Structural analysis of PIR interactions with CCD vs CCD_Y99H/A128T. (A) Superimposed crystals structures of WT CCD (green) + PIR (magenta) and CCD_Y99H/A128T (cyan) + PIR (pale cyan). Distances were measured between the 3-methyl group of PIR ‘s pyrrolopyridine ring to the closest Cβ on either Ala128 or Thr128, as well as between the closest methyl group on PIR ‘s tert-butoxy to either Tyr99 or His99. (B) Van der Waals surface for indicated residues are shown in the structure of WT CTD-CCD + PIR. (C) The structure of CCD_Y99H/A128T + PIR superimposed onto the structure of WT CTD-CCD + PIR. Van der Waals surface for indicated residues reveals steric clashes observed by overlapping, shaded surfaces.
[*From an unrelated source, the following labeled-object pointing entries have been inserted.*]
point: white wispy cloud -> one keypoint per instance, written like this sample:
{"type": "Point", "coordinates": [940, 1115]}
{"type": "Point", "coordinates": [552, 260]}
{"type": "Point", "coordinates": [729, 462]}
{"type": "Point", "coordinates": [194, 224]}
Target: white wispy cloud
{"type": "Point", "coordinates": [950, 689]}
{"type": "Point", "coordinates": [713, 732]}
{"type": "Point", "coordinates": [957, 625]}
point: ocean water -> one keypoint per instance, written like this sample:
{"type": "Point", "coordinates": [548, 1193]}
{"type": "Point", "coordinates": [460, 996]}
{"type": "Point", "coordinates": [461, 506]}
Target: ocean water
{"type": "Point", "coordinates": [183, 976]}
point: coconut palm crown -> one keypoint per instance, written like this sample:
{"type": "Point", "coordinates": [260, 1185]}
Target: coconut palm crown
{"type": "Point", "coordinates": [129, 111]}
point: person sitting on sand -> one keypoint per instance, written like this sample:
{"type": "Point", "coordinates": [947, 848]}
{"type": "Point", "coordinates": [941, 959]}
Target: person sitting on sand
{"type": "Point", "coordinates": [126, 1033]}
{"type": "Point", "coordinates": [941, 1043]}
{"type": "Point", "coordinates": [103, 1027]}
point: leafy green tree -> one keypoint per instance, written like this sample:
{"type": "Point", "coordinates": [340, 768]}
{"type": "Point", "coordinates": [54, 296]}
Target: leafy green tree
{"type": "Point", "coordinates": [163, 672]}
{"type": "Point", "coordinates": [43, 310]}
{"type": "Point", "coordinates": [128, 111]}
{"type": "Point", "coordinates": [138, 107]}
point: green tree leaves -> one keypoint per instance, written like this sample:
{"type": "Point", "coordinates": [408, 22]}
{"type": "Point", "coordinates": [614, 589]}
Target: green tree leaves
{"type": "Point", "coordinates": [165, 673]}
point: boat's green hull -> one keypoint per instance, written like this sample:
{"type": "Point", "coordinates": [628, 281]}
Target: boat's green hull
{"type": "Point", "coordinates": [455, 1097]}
PIR is not shown for clarity.

FIG 6.

Interactions of EKC110 with HIV-1 IN. (A) The chemical structure of EKC110. The separate functional groups are color-coded: carboxylate (red); tert-butoxyl (green); chlorophenyl (blue); core pyrrolopyridine and methylpyrazole rings (black). (B, C) DLS analysis of EKC110 induced aberrant IN multimerization. 500 nM EKC110 was added to 200 nM full-length WT IN (B) or IN_Y99H/A128T (C) and DLS signals were recorded at indicated times (1–15 min). DMSO controls are shown after incubation of full-length IN proteins for 15 min to indicate that these proteins remained fully soluble in the absence of EKC110.

FIG 7.

The structural analysis of EKC110 interactions with CCD and CTD-CCD. (A) For comparison the crystal structure of CCD + EKC110 is superimposed onto CCD + PIR, which reveals a noticeable tilt of the EKC110 pyrrolopyridine core toward A128 compared to PIR. C) For comparison the crystal structure of CTD-CCD + EKC110 is superimposed onto CTD-CCD + PIR to show repositioning (yellow arrow) of CTD in the presence of EKC110 compared to PIR. CTDs are shown in yellow and gray in EKC110 + CTD-CCD and PIR + CTD-CCD structures. PIR and EKC110 are in magenta and blue. The side chain of Ala128 in each structure is shown by sticks.

FIG 8.

MD simulation of CTD interactions with WT CCD vs CCD_Y99H/A128T in the complex with PIR (A) and EKC110 (B). Displacement of the CTD domain from the PIR + CCD_Y99H/A128T complex is measured with a center-of-mass displacement of d=4.85Å and rotations along the principal axes of inertia of θ=26.66°, Φ=23.84° and Ψ=11.81°. WT CCD and CCD_Y99H/A128T are colored cyan and green, respectively. CTDs interacting with WT CCD and CCD_Y99H/A128T are colored red and blue, respectively.